Em novembro, as nações irão «deliberar sobre o futuro do nosso planeta» no COP26, em Glasgow na Escócia, mas não será o nosso futuro neste planeta que estará em risco com o caminho que a natureza encontrar para recuperar o seu equilíbrio? E, ao contrário da percepção de que a natureza é delicada, a resiliência dos ecossistemas terrestres mostra como é sempre possível encontrar um novo equilíbrio. O problema poderá estar na incompatibilidade entre esse novo equilíbrio e a nossa vida, sendo os mais pobres os primeiros a sofrer. Deus não quer o nosso sofrimento, mas estaremos sensíveis à Sua voz a este respeito? Teremos a coragem e a preocupação de escolher o caminho mais difícil, mas que vitaliza o nosso relacionamento com a natureza? O caminho difícil exige a capacidade de reparar o que estiver danificado.
O consumismo leva-nos a comprar o que está estragado em vez de repararmos. Vale-me a esse respeito o testemunho do meu sogro. Admiro como a sua paciência em reparar o que está danificado leva tempo, mas fica reparado. Dizemos para nós próprios que não temos tempo para reparar, mas o preço pago pela nossa falta de paciência, e pelo pouco hábito de escolher o caminho difícil, é a razão subjacente do insucesso que há décadas nos leva a cada COP sempre com o mesmo discurso de que temos de mudar e agir. «Água mole em pedra dura tanto bate até que» … precisamos de uma nova abordagem.
A Plataforma de Acção Laudato Sí é uma iniciativa concreta do Dicastério para o Desenvolvimento Humano Integral que pretende ajudar cada cristão ou pessoa de boa vontade a dar passos assertivos no cultivo de um estilo de vida mais ecológico. Um estilo de vida que reflicta uma nova narrativa relacional que queremos construir com a natureza. Uma narrativa que dê sentido à oração pelo cuidado do relacionamento com a casa comum.
Há quem discorde desta opinião, mas vejo ainda pouco promovida a palavra em falta — relacionamento com a criação — em muitos dos discursos de pessoas com o alcance mundial que têm, como é o caso do Papa. Se cuidarmos do relacionamento com a criação, cuidaremos da criação. Cuidar da criação sem cuidar do relacionamento parece-me insuficiente.

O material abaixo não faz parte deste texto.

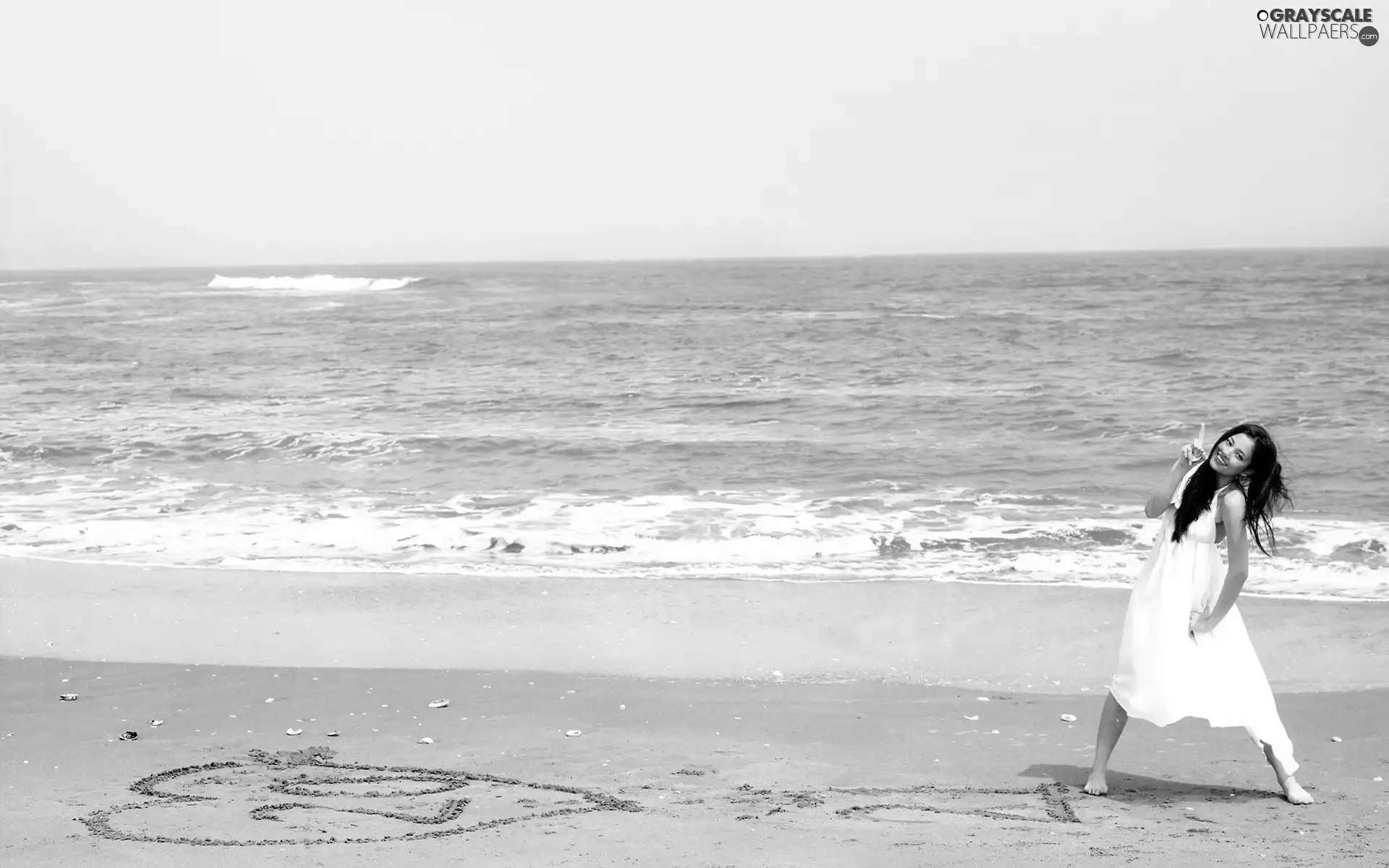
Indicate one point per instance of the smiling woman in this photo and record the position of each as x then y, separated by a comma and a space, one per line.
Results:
1185, 650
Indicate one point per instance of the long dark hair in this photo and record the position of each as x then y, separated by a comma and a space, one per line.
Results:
1262, 485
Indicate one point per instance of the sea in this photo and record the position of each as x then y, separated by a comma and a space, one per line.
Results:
972, 418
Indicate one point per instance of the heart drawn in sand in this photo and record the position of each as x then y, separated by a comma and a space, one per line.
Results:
303, 798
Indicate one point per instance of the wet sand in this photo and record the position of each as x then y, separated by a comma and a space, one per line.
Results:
692, 750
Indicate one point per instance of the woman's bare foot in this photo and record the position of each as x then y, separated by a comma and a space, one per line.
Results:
1099, 786
1295, 793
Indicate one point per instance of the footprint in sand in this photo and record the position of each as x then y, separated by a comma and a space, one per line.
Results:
303, 798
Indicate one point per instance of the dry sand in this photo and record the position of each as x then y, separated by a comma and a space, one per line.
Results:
692, 752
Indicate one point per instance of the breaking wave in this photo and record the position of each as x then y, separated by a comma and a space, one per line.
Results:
315, 284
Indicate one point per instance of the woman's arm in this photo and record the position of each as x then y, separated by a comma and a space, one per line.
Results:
1162, 496
1236, 537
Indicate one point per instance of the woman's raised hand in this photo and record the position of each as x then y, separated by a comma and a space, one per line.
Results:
1195, 451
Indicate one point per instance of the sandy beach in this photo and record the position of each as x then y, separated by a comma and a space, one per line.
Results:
720, 724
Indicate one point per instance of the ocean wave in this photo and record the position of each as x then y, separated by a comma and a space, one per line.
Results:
315, 284
893, 537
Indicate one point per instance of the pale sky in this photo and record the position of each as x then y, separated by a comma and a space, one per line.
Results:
223, 134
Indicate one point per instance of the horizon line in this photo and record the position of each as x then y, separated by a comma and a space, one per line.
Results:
691, 259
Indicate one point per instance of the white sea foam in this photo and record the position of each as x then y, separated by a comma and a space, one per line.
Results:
315, 284
750, 535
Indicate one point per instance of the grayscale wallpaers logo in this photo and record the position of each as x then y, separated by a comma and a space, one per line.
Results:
1352, 25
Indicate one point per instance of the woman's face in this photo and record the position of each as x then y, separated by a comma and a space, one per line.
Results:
1233, 454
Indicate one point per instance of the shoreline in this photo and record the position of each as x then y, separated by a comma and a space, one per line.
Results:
599, 723
966, 635
575, 576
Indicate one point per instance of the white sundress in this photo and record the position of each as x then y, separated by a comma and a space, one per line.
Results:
1164, 674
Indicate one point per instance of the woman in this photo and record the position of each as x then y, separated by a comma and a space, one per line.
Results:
1185, 652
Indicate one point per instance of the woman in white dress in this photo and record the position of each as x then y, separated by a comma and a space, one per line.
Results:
1185, 652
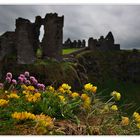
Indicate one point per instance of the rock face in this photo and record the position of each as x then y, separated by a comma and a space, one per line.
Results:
53, 36
7, 44
74, 44
24, 41
102, 43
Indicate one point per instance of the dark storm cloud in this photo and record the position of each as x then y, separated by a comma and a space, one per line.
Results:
83, 21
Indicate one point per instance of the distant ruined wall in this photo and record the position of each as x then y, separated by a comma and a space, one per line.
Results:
7, 44
24, 41
74, 44
102, 43
53, 36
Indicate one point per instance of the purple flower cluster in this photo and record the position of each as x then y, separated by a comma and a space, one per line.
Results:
41, 86
9, 78
1, 85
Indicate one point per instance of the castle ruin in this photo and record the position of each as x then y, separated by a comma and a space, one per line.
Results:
24, 42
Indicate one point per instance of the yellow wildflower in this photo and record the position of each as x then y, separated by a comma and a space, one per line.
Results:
33, 98
3, 102
31, 88
114, 108
125, 121
62, 98
43, 120
116, 95
75, 94
88, 87
84, 96
66, 86
23, 116
13, 95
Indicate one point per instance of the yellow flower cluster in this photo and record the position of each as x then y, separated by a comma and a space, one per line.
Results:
125, 121
136, 116
74, 95
62, 98
90, 87
13, 95
3, 102
23, 116
66, 86
33, 98
24, 87
87, 101
30, 88
45, 121
116, 95
61, 90
50, 88
114, 108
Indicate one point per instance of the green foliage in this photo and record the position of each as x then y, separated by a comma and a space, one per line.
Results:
69, 50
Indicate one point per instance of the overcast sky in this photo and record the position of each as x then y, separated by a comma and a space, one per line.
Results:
83, 21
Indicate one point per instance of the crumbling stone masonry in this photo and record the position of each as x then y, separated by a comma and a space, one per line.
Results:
53, 36
74, 44
24, 41
7, 44
102, 43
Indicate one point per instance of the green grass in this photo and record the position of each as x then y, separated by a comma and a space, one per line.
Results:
69, 50
130, 92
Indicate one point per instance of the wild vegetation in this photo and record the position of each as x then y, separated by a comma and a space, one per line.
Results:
30, 107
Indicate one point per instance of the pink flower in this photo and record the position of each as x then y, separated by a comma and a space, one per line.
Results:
8, 79
22, 75
35, 81
14, 82
1, 85
9, 74
41, 86
26, 73
32, 78
21, 79
27, 82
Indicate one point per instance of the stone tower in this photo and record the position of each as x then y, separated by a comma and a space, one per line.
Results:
24, 41
53, 36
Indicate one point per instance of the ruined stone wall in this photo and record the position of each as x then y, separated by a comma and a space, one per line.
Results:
102, 43
53, 36
7, 44
24, 41
74, 44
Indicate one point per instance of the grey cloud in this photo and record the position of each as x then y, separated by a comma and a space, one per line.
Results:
83, 21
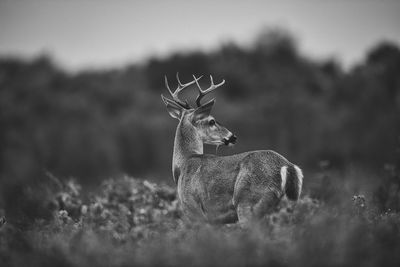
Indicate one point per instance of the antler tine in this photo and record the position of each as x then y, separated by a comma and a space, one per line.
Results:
179, 89
203, 93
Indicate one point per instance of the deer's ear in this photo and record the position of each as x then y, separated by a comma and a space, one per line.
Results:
174, 110
204, 110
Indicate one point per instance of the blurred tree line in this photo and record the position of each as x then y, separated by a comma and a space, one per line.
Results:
95, 124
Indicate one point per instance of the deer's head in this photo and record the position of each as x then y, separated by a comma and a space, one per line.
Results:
198, 118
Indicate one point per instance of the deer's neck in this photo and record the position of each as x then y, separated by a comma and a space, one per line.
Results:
187, 142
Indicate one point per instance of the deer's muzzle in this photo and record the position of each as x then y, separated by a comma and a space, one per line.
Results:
231, 140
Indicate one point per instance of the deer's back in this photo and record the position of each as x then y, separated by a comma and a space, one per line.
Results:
208, 181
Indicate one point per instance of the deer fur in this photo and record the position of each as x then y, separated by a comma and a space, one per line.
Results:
225, 189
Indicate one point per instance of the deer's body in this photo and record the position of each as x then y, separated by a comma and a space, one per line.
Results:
224, 189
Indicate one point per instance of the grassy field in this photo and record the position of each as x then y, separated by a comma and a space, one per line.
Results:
342, 219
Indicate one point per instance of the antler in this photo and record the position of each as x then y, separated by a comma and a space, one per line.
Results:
202, 93
179, 89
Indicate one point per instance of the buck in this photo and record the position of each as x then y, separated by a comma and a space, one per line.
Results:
223, 189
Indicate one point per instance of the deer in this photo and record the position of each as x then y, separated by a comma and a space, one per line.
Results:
216, 189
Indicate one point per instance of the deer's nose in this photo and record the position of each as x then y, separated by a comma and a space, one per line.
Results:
232, 139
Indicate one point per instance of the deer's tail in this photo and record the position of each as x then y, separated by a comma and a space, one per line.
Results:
292, 181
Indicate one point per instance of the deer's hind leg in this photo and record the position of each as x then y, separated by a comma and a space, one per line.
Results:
253, 198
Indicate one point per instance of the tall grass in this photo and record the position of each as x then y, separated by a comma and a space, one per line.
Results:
129, 222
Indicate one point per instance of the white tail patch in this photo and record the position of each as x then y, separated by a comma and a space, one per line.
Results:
300, 176
283, 177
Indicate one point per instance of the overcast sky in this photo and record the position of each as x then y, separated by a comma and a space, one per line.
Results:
96, 33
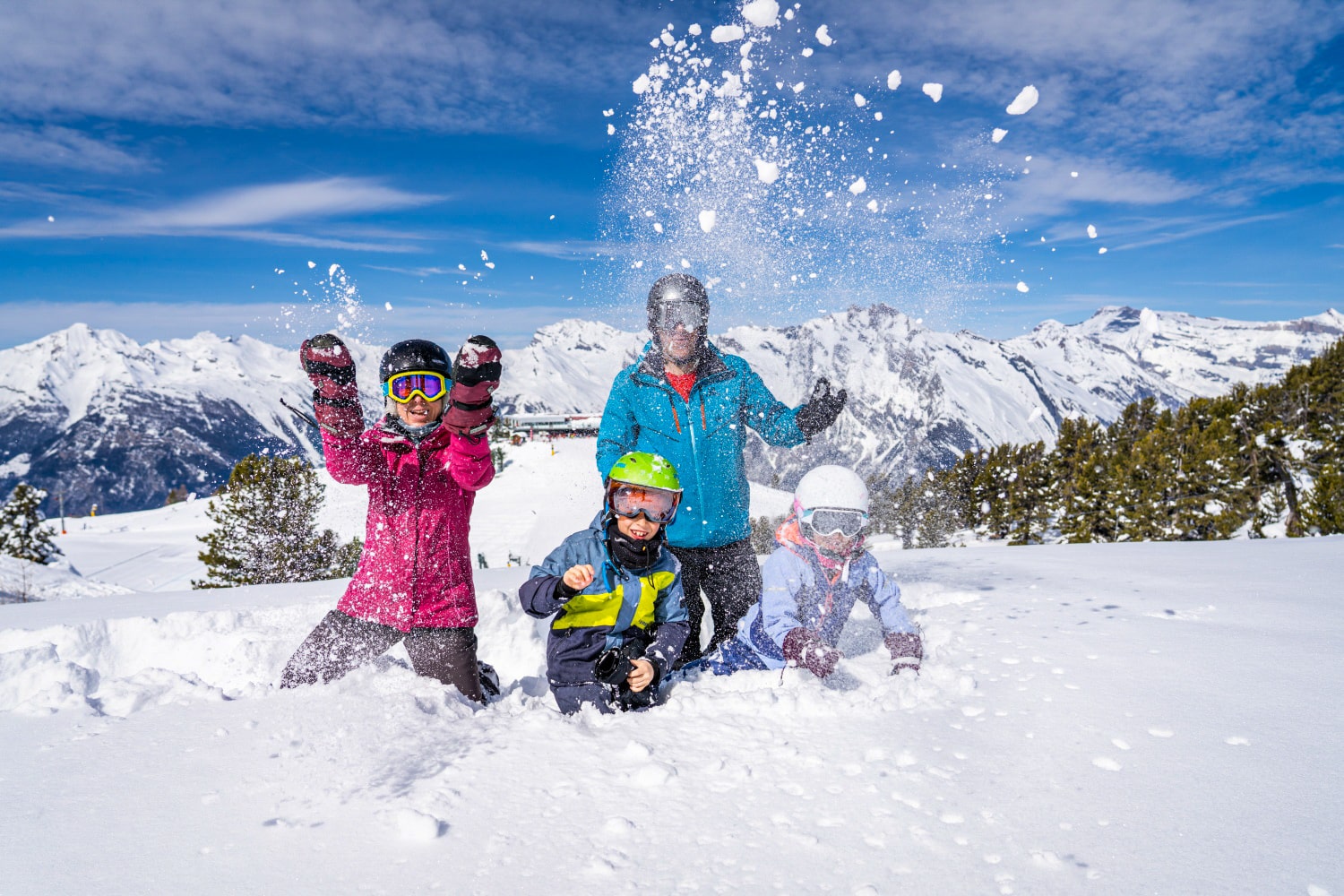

Quando nos relacionamos com uma pessoa, o primeiro passo é amá-la para a conhecer melhor. Esse amor faz-se com a presença e a curiosidade pelo outro tal qual é, não como eu o vejo. E se a nossa presença ostensiva é causa de escândalo, adaptamos o que vestimos e o modo como nos exprimimos. O Tempo da Criação é como uma segunda quaresma. Um caminho de conversão ecológica que nos devia aproximar do Pai através de um relacionamento mais profundo e concreto com a natureza. Todos (nós e o mundo natural) somos a família da criação que pela presença e estilo de vida sóbrio louvamos ao Pai. É nesse louvor que a crise se torna uma oportunidade.